Мой издатель Бернар Грассе предупредил меня: «В ваше отсутствие против вас сложился настоящий заговор. Группа литераторов из «Меркюр де Франс» – Луи Дюмюр, Валетт и Леото – решили извести вас. В чем дело? Они считают, что вы слишком быстро достигли успеха. «Брембл», «Ариэль», «Дизраэли»... огромные тиражи и благосклонность критики не дают им покоя. Они хотят доказать, что ваши книги списаны с английских источников. Все это нелепо, но злоба и зависть не рассуждают».

Грассе оказался прав. Враги искали какого-нибудь известного специалиста по английской культуре, который бы согласился предъявить мне обвинения. Разумеется, найти такого было непросто. Все, от Легуи до Косцуля, были на моей стороне. Тогда роль обвинителя предложили Анри Давре. Он посоветовался с Уэллсом, которого переводил. Уэллс ответил: «Не связывайтесь. Это глупые обвинения». И Давре отказался. Леото написал Арнольду Беннетту, которого хорошо знал, и получил категорический отказ. Так и не найдя компетентного критика, согласного взяться за это гнусное предприятие, и вконец отчаявшись, заговорщики остановили свой выбор на молодом литераторе, писавшем иногда для «Меркюр» и воспылавшем ко мне столь же яростной, сколь необъяснимой ненавистью.

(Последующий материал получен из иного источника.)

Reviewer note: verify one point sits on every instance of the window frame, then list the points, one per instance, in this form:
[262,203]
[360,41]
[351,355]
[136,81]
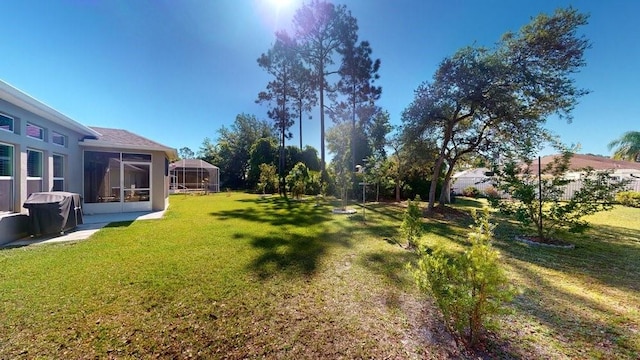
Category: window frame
[55,134]
[41,138]
[13,123]
[11,178]
[41,167]
[60,177]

Атака заговорщиков была неистовой и совершенно безрезультатной. Бедняга литератор сопоставлял тексты самым нелепым образом. Всякий раз, как он находил в английских источниках и в моих книгах невинные совпадения типа «у маленькой Айанте, дочери Шелли, были голубые глаза», он громко трубил победу. Чего же он хотел? Чтобы из соображений оригинальности я заявил, будто глаза у нее были карими? С «Дизраэли» вышло еще глупей. Мой оппонент обвинял меня в копировании книги Монипенни и Баккла! Меж тем как Баккл был в ту пору еще жив и не только на меня не жаловался, но даже поздравил с выходом в свет моей книги. В действительности не существовало никакой литературной связи между его замечательной, объективной биографией Дизраэли, состоящей из нескольких толстенных томов, и портретом, написанным мной, сугубо субъективным и импрессионистским.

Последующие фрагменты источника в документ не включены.